A.If you earn revenues in euros and then need to repatriate them back to the UK, future currency movements could hurt your bottom line. The first thing to do is to contact a bank or a currency provider and ask them about any products they offer their clients to lock in an exchange rate as soon as possible so that you are not exposed to any future currency weakness. Phil McHugh, corporate dealer at Currencies Direct, says that entrepreneurs should consider buying currency forwards: “This means that businesses can lock in an exchange rate now and take advantage of it up to two years ahead. This is a very useful way of hedging your currency exposure, especially if you know that you will need to change euros into sterling at some point in the future.” It can also be worth asking your bank or currency provider to work a limit order for you. This is when you specify an exchange rate that you want, they put it in their system and don’t execute your trade until the market reaches your specific rate. For example, if you think that after a period of euro weakness the single currency could bounce back, you could specify a sterling euro exchange rate, say €1.10 (currently the rate is €1.15), and wait for the market to come back before exchanging euros to pounds.
Q. I am concerned about currency risk but I am not sure my revenues are large enough for hedging?
A.McHugh says that £10,000 is the threshold at which you should consider hedging your currency risk. He also recommends that small businesses with revenues below £100,000 should avoid more complex financial products to hedge their risk and stick with forwards or limit orders.
Derek Taylor, head of trading at Caxton FX, says that there has been growing interest from small and medium sized businesses in purchasing currency options to protect against euro weakness. The larger the denomination of the option that you purchase the better value it will be. Caxton FX offers options for currency hedging starting at £100,000. There can be benefits to using options, as Taylor points out: “Say you buy a sterling-euro option with the right to sell euros at €1.15, then the sterling-euro exchange rate falls to €1.10, you can walk away from the option and sell your euros for a better price in the market and all you lose is your premium.
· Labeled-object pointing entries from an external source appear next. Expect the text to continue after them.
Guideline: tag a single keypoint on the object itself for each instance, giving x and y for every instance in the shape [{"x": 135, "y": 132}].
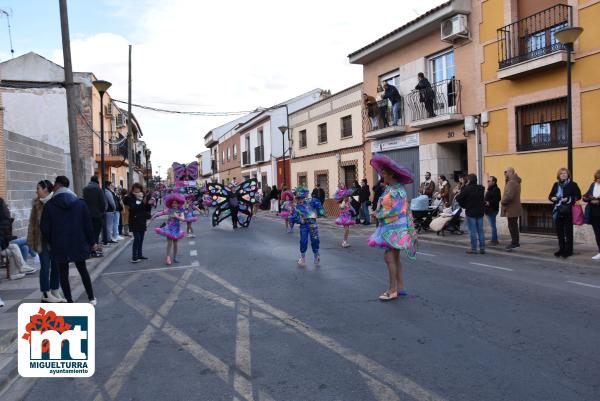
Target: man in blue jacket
[{"x": 67, "y": 227}]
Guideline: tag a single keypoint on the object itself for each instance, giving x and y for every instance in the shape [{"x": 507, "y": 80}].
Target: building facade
[
  {"x": 524, "y": 77},
  {"x": 430, "y": 135},
  {"x": 327, "y": 142}
]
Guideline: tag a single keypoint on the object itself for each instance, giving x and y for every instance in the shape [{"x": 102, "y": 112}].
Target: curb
[{"x": 9, "y": 374}]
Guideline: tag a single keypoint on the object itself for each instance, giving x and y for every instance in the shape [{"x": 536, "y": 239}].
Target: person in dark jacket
[
  {"x": 96, "y": 203},
  {"x": 592, "y": 209},
  {"x": 426, "y": 94},
  {"x": 564, "y": 194},
  {"x": 492, "y": 206},
  {"x": 67, "y": 226},
  {"x": 139, "y": 210},
  {"x": 318, "y": 193},
  {"x": 364, "y": 196},
  {"x": 392, "y": 94},
  {"x": 471, "y": 198}
]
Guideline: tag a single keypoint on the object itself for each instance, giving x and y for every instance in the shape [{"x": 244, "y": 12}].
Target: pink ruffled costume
[{"x": 396, "y": 229}]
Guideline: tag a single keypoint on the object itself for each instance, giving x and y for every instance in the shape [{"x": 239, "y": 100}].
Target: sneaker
[
  {"x": 57, "y": 294},
  {"x": 17, "y": 276}
]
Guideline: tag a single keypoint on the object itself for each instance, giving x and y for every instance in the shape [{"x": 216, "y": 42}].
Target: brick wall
[{"x": 27, "y": 162}]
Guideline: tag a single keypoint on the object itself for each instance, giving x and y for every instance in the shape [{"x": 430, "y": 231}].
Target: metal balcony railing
[
  {"x": 533, "y": 36},
  {"x": 442, "y": 98},
  {"x": 259, "y": 154},
  {"x": 383, "y": 113}
]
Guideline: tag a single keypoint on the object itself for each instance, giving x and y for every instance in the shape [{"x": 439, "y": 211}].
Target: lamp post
[
  {"x": 102, "y": 87},
  {"x": 283, "y": 129},
  {"x": 567, "y": 36}
]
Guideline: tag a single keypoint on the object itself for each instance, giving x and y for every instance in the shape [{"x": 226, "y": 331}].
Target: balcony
[
  {"x": 259, "y": 154},
  {"x": 436, "y": 106},
  {"x": 530, "y": 44},
  {"x": 385, "y": 127}
]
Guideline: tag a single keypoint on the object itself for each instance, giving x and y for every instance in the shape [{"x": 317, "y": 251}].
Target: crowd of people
[{"x": 65, "y": 229}]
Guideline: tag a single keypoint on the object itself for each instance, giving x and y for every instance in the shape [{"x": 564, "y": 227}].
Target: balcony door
[{"x": 442, "y": 73}]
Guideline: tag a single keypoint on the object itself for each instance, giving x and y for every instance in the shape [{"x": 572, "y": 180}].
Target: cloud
[{"x": 233, "y": 55}]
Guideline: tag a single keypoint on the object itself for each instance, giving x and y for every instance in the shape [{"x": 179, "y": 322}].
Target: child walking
[
  {"x": 171, "y": 229},
  {"x": 189, "y": 210},
  {"x": 395, "y": 231},
  {"x": 305, "y": 214},
  {"x": 347, "y": 212}
]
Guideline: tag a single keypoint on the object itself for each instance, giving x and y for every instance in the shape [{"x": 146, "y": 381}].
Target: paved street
[{"x": 238, "y": 320}]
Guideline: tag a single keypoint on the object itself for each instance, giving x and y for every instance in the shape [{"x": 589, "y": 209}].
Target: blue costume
[{"x": 305, "y": 214}]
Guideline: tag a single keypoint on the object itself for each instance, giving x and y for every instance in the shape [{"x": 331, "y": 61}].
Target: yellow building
[{"x": 524, "y": 76}]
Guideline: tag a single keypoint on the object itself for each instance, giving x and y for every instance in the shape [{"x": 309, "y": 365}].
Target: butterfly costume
[{"x": 232, "y": 201}]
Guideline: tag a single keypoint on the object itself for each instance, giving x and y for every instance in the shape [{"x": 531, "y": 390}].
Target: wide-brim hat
[
  {"x": 403, "y": 174},
  {"x": 174, "y": 198}
]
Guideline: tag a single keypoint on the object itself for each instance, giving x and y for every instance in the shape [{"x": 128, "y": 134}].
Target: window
[
  {"x": 441, "y": 67},
  {"x": 323, "y": 133},
  {"x": 302, "y": 180},
  {"x": 542, "y": 125},
  {"x": 346, "y": 124},
  {"x": 302, "y": 139}
]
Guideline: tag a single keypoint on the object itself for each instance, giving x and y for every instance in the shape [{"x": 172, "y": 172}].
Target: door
[{"x": 408, "y": 158}]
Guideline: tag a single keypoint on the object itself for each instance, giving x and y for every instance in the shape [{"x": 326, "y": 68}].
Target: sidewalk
[
  {"x": 27, "y": 289},
  {"x": 535, "y": 246}
]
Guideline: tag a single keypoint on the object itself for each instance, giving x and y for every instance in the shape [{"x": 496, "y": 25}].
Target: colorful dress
[
  {"x": 345, "y": 218},
  {"x": 171, "y": 229},
  {"x": 396, "y": 229}
]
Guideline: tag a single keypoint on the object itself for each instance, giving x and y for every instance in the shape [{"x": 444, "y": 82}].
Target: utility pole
[
  {"x": 71, "y": 101},
  {"x": 129, "y": 136}
]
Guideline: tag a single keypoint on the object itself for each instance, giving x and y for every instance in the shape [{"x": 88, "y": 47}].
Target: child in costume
[
  {"x": 287, "y": 207},
  {"x": 395, "y": 231},
  {"x": 189, "y": 209},
  {"x": 171, "y": 229},
  {"x": 347, "y": 212},
  {"x": 305, "y": 214}
]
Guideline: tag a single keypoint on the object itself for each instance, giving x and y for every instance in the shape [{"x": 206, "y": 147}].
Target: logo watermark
[{"x": 57, "y": 340}]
You can’t do this with a forward rate.”
Q. How much does a currency hedge cost?
A.Usually simple forwards and limit orders don’t cost any extra, although you will pay a spread when you actually make the transaction. When your bank or provider quotes you an exchange rate this price is typically inclusive of commission costs.
To purchase a forward typically you pay 10 per cent of the total amount when you place your order and then 90 per cent when you actually exchange the money in the future. The only extra charges you may incur are transfer fees if you plan on sending the money overseas, but check with your bank or provider first to know exactly what you will be charged.